I'll add my experience to the mix for a different perspective. I went to school year-round and graduated from law school in 2 years, and when I graduated I didn't have a job waiting for me. I was a BARBRI rep so I got the course for free and studied nonstop from graduation until the bar exam - a 3 day exam. (I'm from California.) I lived with my father while I studied, who is also an attorney, so when I wasn't studying on my own, practically every conversation with my father was an impromptu verbal quiz where I had to explain different legal concepts to his satisfaction. After taking the bar I worked for my father's law office, who was a general practitioner, so I had the opportunity to experience both criminal and civil law, and I followed him to court and I helped out in the office.
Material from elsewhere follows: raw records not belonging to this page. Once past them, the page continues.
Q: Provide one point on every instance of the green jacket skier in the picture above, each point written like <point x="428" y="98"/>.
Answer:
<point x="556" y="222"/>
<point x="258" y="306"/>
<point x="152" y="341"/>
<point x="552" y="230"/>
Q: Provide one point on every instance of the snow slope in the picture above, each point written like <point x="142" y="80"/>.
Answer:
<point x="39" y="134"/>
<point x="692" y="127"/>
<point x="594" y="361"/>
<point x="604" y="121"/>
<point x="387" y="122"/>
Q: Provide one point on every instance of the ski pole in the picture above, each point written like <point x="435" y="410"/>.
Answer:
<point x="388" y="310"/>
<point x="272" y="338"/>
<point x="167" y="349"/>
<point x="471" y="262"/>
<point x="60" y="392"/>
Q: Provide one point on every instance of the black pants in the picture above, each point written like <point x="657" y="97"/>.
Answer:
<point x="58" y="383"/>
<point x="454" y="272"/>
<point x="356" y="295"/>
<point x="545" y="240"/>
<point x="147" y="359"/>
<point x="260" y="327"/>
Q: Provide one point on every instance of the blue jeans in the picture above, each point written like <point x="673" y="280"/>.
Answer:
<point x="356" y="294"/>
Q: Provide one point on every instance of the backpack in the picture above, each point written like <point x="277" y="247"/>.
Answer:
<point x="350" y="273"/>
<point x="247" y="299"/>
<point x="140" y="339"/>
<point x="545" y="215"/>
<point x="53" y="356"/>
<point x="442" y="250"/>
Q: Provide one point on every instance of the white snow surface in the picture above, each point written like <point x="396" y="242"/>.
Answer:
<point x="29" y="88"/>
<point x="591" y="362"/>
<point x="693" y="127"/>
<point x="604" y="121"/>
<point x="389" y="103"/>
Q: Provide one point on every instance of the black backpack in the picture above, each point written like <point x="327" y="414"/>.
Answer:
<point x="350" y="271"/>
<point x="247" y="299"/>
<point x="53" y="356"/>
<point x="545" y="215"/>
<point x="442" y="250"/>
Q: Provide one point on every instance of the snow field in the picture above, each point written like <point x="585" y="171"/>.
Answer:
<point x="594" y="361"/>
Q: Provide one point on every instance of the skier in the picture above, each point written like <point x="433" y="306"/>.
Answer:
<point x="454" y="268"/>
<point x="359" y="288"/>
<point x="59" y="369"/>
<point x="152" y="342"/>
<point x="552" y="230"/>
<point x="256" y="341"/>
Without knowing whether or not I had passed the bar, I really wasn't interested in finding a job until after I knew for sure I had passed. People who I knew that had a job out of law school were told their continued employment depended on them passing the bar and I didn't want to be in that position in case I didn't pass. When I passed, I continued working for my father for about a year, co-counseled a civil trial with him and my first felony trial and I also made court appearances for him until I was hired by a Public Defender's Office.

From my experience, only about 50% of law students had a job when they graduated and they remained employed while they studied for the bar. It's very unlikely that a law student would take time off before taking the bar because you want everything you learned in the prior 2 to 3 years to be fresh while you still remember it when you take the bar. They may take a week off after the bar, but if it's a student who's already employed, their employer expects them back at work after taking off 3 days for the bar.

Some people become disillusioned with the law, but it's usually after working for at least a couple of years, rarely before they start practicing. I typically see a lot of second and third year students who work at my court as summer externs and while they may be stressed while in school and taking the bar, I've never met anyone stressed out after taking the bar except for the usual anxiety waiting for bar results.